A publicação destacou o impacto das pesquisas desenvolvidas pela cientista no uso de microrganismos do solo para reduzir a dependência de fertilizantes químicos na agricultura.
O reconhecimento cita a adoção da tecnologia em cerca de 85% da produção de soja no Brasil, com reflexos em outros países. As soluções baseadas em fixação biológica de nitrogênio proporcionaram economia estimada de US$ 25 bilhões por ano aos agricultores brasileiros e evitaram a emissão de aproximadamente 230 milhões de toneladas de dióxido de carbono equivalente.

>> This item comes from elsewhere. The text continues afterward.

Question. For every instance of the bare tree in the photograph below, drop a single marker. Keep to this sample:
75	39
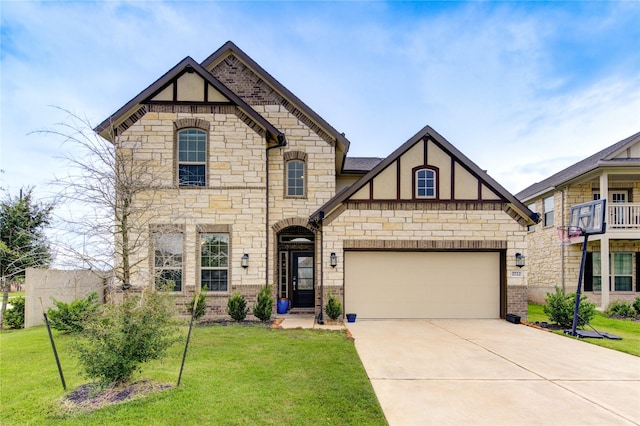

Mariangela aponta que o reconhecimento amplia a visibilidade do uso de insumos biológicos na agricultura e reforça o papel do Brasil como referência nesse campo. Sua trajetória foi inspirada pela pesquisadora Johanna Döbereiner, referência internacional em estudos sobre fixação biológica de nitrogênio.
Ao longo da carreira, Mariangela desenvolveu dezenas de tratamentos biológicos aplicados não apenas à soja, mas também a culturas como feijão, milho e trigo, substituindo total ou parcialmente fertilizantes sintéticos por microrganismos com propriedades como síntese de fitormônios e solubilização de nutrientes do solo.
Em 2023, recebeu o World Food Prize, prêmio internacional considerado o principal reconhecimento na área de alimentação e agricultura. Também foi listada entre os 100 mil cientistas mais influentes do mundo em levantamento da Stanford University.
Formada em engenharia agronômica pela Esalq/USP, com mestrado e doutorado em ciência do solo, a pesquisadora iniciou a carreira na Embrapa Agrobiologia, em Seropédica, e desde 1991 atua na Embrapa Soja, em Londrina. Também leciona na Universidade Estadual do Paraná e na Universidade Federal de Tecnologia do Paraná.